# Jumping up and barking at me



## Lottalove (Feb 24, 2013)

I would really appreciate some suggestions to help me with a habit that my 2 year old cockapoo Lotta has started. 

If I stop to talk to someone or use my phone (and I rarely use my phone), Lotta will potter about, happily running around and playing. However, when I go to walk on by myself or when I finish my phone call, more often than not, she will start jumping up at me and barking madly. Today she did this for no reason whatsoever, we saw no-one nor did I use my phone. I have tried: using pet corrector, putting her on the lead, crossing my arms and staring at the sky. All work to some extent but not quickly enough to stop me getting covered in mud. When she first started doing this I threw a ball to fetch but it didn't stop the jumping at me. Advice would be greatly appreciated. I hope it's a teenage phase. Just so you know, she gets lots of varied walks and lots of time off lead and lots of attention too.


----------



## wellerfeller (Jul 12, 2011)

The first thing I would try is calling her in and popping a lead on her intermittently throughout the walk but especially when you need to stop for any reason. However when you have finished talking or whatever do not immediately let her off again. Walk her on lead for a couple of extra minutes so she has time to calm herself again as it sounds like she gets over excited at the resuming of the walk.


----------



## wellerfeller (Jul 12, 2011)

I would also recommend, not shouting, throwing g a ball or any other kind of attention as whether it's negative or positive attention she is taking it as a reward and is now basically being bossy with you.


----------



## Lottalove (Feb 24, 2013)

*Thank you*

Thank you for your quick response. Karen and Weller. I am going to try that. I knew that throwing the ball wasn't the right thing to be doing really and it didn't work anyway. It is like she is a child saying "right Mum, now it's time to give me attention!" 
Kate and Lotta


----------



## Lottalove (Feb 24, 2013)

*Help needed still please!*

I would really appreciate any advice and suggestions! I am still having a problem on walks with Lotta. She will be happily running around and exploring and then sometimes, for no apparent reason, she will suddenly jump at me and bark madly. Previously it was when we resumed our walking after talking to people or when I finished talking on the phone. Now she will just start doing it. Today, 5 minutes into our walk. 

(For information, Lotta is walked lots, went to puppy classes until 14 months old, is never allowed to eat from her bowl until told to, waits until allowed to go, is great at recall by name or whistle, and generally lovely natured and obedient.)

As soon as she starts to jump and bark I always put her straight on the lead, this being the consequence for the behaviour. She then bites madly at the lead making growly noises and sounding like an aggressive dog (which she is totally not!). To stop this I have tried bitter apple spray and vicks vapour rub, to no avail.
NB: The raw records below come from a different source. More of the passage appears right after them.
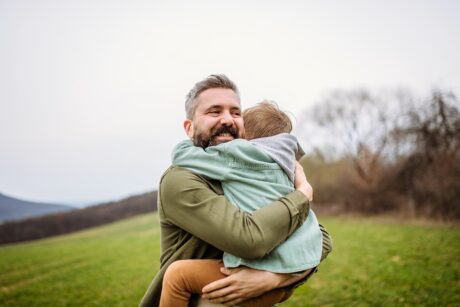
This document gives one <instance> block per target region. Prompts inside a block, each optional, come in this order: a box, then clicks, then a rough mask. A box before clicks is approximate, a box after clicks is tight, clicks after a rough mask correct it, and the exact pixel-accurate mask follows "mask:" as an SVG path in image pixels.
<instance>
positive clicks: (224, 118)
mask: <svg viewBox="0 0 460 307" xmlns="http://www.w3.org/2000/svg"><path fill="white" fill-rule="evenodd" d="M197 100H198V104H197V107H196V110H195V116H194V118H193V120H189V119H187V120H185V122H184V129H185V132H186V133H187V135H188V136H189V137H190V138H191V139H192V140H193V143H194V144H195V146H200V147H203V148H206V147H208V146H210V145H218V144H220V143H224V142H228V141H231V140H233V139H236V138H241V137H243V135H244V124H243V118H242V117H241V108H240V99H239V98H238V96H237V95H236V93H235V92H234V91H232V90H230V89H223V88H212V89H208V90H206V91H204V92H202V93H201V94H200V95H199V96H198V97H197Z"/></svg>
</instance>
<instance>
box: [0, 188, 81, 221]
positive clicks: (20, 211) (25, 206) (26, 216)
mask: <svg viewBox="0 0 460 307" xmlns="http://www.w3.org/2000/svg"><path fill="white" fill-rule="evenodd" d="M74 209H75V208H74V207H71V206H67V205H57V204H47V203H39V202H31V201H26V200H21V199H17V198H13V197H10V196H6V195H4V194H1V193H0V223H3V222H5V221H15V220H22V219H25V218H30V217H36V216H41V215H46V214H50V213H58V212H65V211H70V210H74Z"/></svg>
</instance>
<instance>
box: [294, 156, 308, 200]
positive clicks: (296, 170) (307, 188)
mask: <svg viewBox="0 0 460 307" xmlns="http://www.w3.org/2000/svg"><path fill="white" fill-rule="evenodd" d="M294 186H295V188H296V190H298V191H300V192H302V193H304V194H305V196H307V198H308V200H309V201H312V200H313V188H312V187H311V185H310V184H309V183H308V181H307V177H305V172H304V171H303V167H302V165H300V163H299V162H296V164H295V178H294Z"/></svg>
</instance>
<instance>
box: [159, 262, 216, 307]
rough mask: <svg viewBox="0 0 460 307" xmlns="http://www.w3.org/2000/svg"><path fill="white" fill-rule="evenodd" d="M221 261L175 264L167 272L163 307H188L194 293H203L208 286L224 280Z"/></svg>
mask: <svg viewBox="0 0 460 307" xmlns="http://www.w3.org/2000/svg"><path fill="white" fill-rule="evenodd" d="M222 266H223V263H222V261H221V260H210V259H209V260H208V259H203V260H202V259H190V260H178V261H175V262H173V263H172V264H171V265H170V266H169V267H168V269H167V270H166V272H165V276H164V278H163V289H162V290H161V299H160V306H161V307H170V306H174V307H176V306H177V307H180V306H184V307H187V306H188V304H189V300H190V297H191V295H192V293H201V289H203V287H204V286H206V285H207V284H209V283H211V282H213V281H215V280H218V279H221V278H224V277H225V275H224V274H222V273H221V272H220V268H221V267H222Z"/></svg>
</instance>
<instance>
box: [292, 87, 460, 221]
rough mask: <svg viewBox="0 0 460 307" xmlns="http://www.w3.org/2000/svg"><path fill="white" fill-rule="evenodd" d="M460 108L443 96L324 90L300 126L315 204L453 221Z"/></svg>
mask: <svg viewBox="0 0 460 307" xmlns="http://www.w3.org/2000/svg"><path fill="white" fill-rule="evenodd" d="M459 110H460V103H459V101H458V99H457V97H456V96H455V95H454V93H452V92H449V91H441V90H434V91H432V92H431V93H430V94H429V96H428V97H426V98H417V97H415V96H414V95H413V94H412V93H411V92H409V91H407V90H394V91H389V92H388V91H387V92H383V93H372V92H370V91H368V90H365V89H358V90H350V91H344V90H339V91H333V92H330V93H328V94H327V95H326V96H324V97H323V99H321V100H320V101H319V102H318V103H317V104H315V105H314V106H313V107H312V108H310V109H308V110H306V111H305V112H304V114H302V117H301V121H300V124H299V128H298V134H300V136H301V139H303V141H304V142H305V144H308V146H305V147H306V148H305V149H306V150H308V149H309V155H308V156H306V157H305V158H304V159H303V161H302V164H303V166H304V169H305V171H306V173H307V176H308V178H309V179H310V181H311V183H312V185H313V187H314V189H315V202H317V203H322V204H323V206H325V207H329V209H331V210H332V209H333V211H339V212H350V211H351V212H362V213H366V214H379V213H389V212H391V213H397V214H401V215H403V216H408V217H428V218H434V219H441V220H452V219H457V220H458V219H459V218H460V111H459Z"/></svg>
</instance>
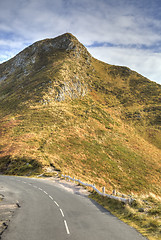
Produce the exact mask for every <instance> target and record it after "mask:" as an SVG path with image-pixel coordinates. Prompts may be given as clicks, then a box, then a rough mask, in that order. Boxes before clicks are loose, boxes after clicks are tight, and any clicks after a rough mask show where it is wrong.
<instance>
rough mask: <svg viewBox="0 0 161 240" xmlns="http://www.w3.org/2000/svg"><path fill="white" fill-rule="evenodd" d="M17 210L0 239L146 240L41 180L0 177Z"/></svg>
mask: <svg viewBox="0 0 161 240" xmlns="http://www.w3.org/2000/svg"><path fill="white" fill-rule="evenodd" d="M0 185H1V186H4V187H5V188H6V189H9V191H10V192H12V197H13V198H14V199H15V202H16V201H18V202H19V204H20V206H21V208H19V209H17V210H16V212H15V214H14V216H13V217H12V220H11V222H10V224H9V227H8V228H7V230H5V232H4V233H3V235H2V240H65V239H71V240H145V239H146V238H144V237H142V236H141V234H139V233H138V232H137V231H136V230H135V229H133V228H131V227H129V226H128V225H126V224H125V223H123V222H122V221H120V220H118V219H117V218H116V217H114V216H113V215H111V214H110V213H109V212H108V211H106V210H105V209H104V208H102V207H100V206H99V205H98V204H96V203H95V202H94V201H91V200H90V199H88V198H87V197H83V196H80V195H77V194H72V193H70V192H67V191H66V190H63V189H62V188H60V187H58V186H57V184H56V183H54V182H52V183H51V182H50V181H45V180H41V179H30V178H22V177H9V176H0Z"/></svg>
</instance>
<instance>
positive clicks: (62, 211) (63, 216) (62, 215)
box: [60, 208, 64, 217]
mask: <svg viewBox="0 0 161 240" xmlns="http://www.w3.org/2000/svg"><path fill="white" fill-rule="evenodd" d="M60 212H61V214H62V216H63V217H64V213H63V210H62V209H61V208H60Z"/></svg>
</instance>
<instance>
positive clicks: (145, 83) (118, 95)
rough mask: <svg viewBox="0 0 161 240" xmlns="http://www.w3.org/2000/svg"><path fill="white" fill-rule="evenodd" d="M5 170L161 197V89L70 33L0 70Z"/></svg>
mask: <svg viewBox="0 0 161 240" xmlns="http://www.w3.org/2000/svg"><path fill="white" fill-rule="evenodd" d="M0 117H1V119H0V135H1V138H0V172H1V173H3V174H19V175H32V174H39V173H41V172H47V171H48V169H50V171H51V169H53V170H57V171H61V172H62V173H64V174H69V175H71V176H75V177H76V178H80V179H82V180H84V181H89V182H91V183H95V184H96V185H97V186H98V187H101V186H103V185H104V186H106V188H107V191H109V192H111V191H112V189H113V188H115V189H117V190H118V191H120V192H124V193H131V192H134V193H139V194H141V193H148V192H153V193H155V194H158V195H161V187H160V186H161V179H160V174H161V85H159V84H157V83H155V82H152V81H150V80H149V79H147V78H145V77H143V76H141V75H140V74H138V73H137V72H135V71H132V70H131V69H129V68H127V67H123V66H114V65H110V64H107V63H104V62H101V61H99V60H97V59H95V58H93V57H92V56H91V55H90V54H89V52H88V51H87V49H86V48H85V47H84V46H83V45H82V44H81V43H80V42H79V41H78V40H77V39H76V38H75V37H74V36H73V35H72V34H70V33H66V34H63V35H61V36H59V37H57V38H54V39H45V40H42V41H39V42H36V43H34V44H32V45H31V46H29V47H27V48H26V49H24V50H23V51H22V52H20V53H19V54H18V55H16V56H15V57H14V58H12V59H10V60H9V61H7V62H5V63H3V64H1V65H0Z"/></svg>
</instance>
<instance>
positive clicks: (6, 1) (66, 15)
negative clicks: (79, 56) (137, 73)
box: [0, 0, 161, 84]
mask: <svg viewBox="0 0 161 240" xmlns="http://www.w3.org/2000/svg"><path fill="white" fill-rule="evenodd" d="M65 32H71V33H72V34H73V35H75V36H76V37H77V38H78V40H79V41H80V42H82V43H83V44H84V45H85V46H86V47H87V49H88V51H89V52H90V53H91V54H92V55H93V56H94V57H95V58H98V59H100V60H102V61H104V62H107V63H109V64H114V65H120V66H127V67H130V68H131V69H132V70H135V71H137V72H139V73H140V74H142V75H144V76H145V77H147V78H149V79H150V80H152V81H155V82H157V83H159V84H161V1H160V0H81V1H78V0H14V1H13V0H0V62H1V63H2V62H4V61H6V60H8V59H10V58H11V57H13V56H14V55H16V54H17V53H18V52H20V51H21V50H23V49H24V48H25V47H26V46H29V45H30V44H32V43H33V42H35V41H38V40H41V39H45V38H54V37H56V36H58V35H61V34H63V33H65Z"/></svg>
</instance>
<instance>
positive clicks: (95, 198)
mask: <svg viewBox="0 0 161 240" xmlns="http://www.w3.org/2000/svg"><path fill="white" fill-rule="evenodd" d="M89 197H90V198H91V199H93V200H95V201H96V202H98V203H99V204H100V205H102V206H103V207H104V208H106V209H107V210H108V211H110V212H111V213H112V214H113V215H115V216H116V217H118V218H119V219H120V220H122V221H124V222H125V223H127V224H128V225H130V226H132V227H134V228H135V229H137V230H138V231H139V232H140V233H141V234H143V235H144V236H145V237H147V238H148V239H149V240H159V239H161V199H160V198H157V196H155V195H154V194H149V195H145V196H140V197H139V196H137V197H136V198H135V200H134V201H133V202H132V204H131V205H126V204H124V203H123V202H119V201H117V200H114V199H109V198H107V197H103V196H100V195H98V194H97V193H96V192H92V193H91V195H90V196H89ZM133 197H134V196H133Z"/></svg>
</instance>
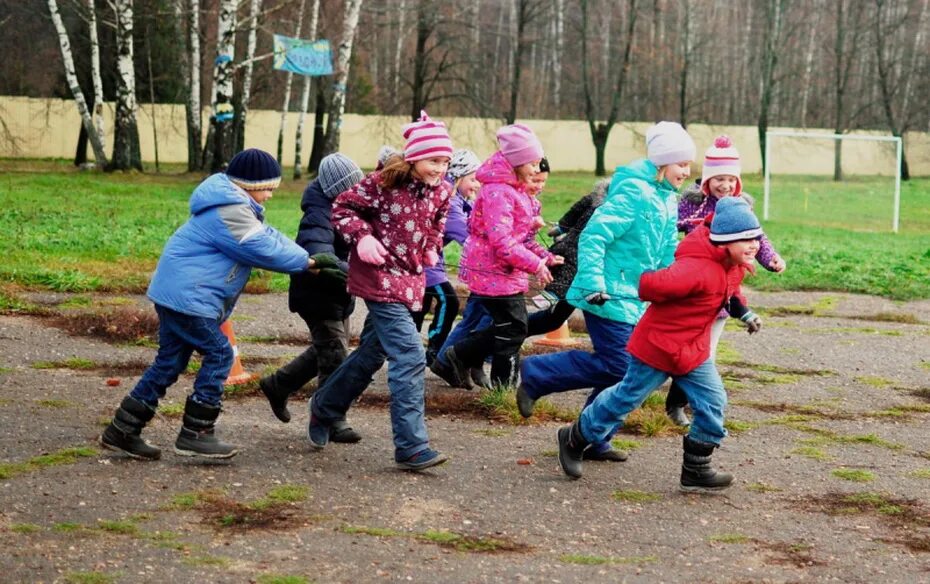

I also have started putting her on the lead intermittently and when not displaying this behaviour. But I am feeling really frustrated when she starts it and don't know what to do. Should I invest in one to one behaviour training? I feel I should be able to sort it myself! Any more suggestions would be very welcomed! Thank you. Kate and Lotta.


----------



## DB1 (Jan 20, 2012)

Oh dear poor you, it does sound as if you are trying the right things, there usually ends up being something quite simple you can do to change a behaviour pattern - but if you just don't know it....I'm afraid at the moment I can't think of anything else, she must feel or has felt rewarded by this behavior at some stage but you would think putting her lead back on would not be seen as a reward. and I know in your first post you said you tried ignoring her and that would have been my only suggestion, in your shoes I would be thinking about one to one training, but maybe someone on here will have some ideas to try first, good luck.


----------



## Lexi&Beemer (May 5, 2013)

I can only imagine how frustrating it must be for you. And it sounds like you've done a great job of trying all sorts of things. Can she be hearing things that you can't? Maybe she's trying to alert you to some danger you can't see and she's trying to let you know? I don't know if that helps.


----------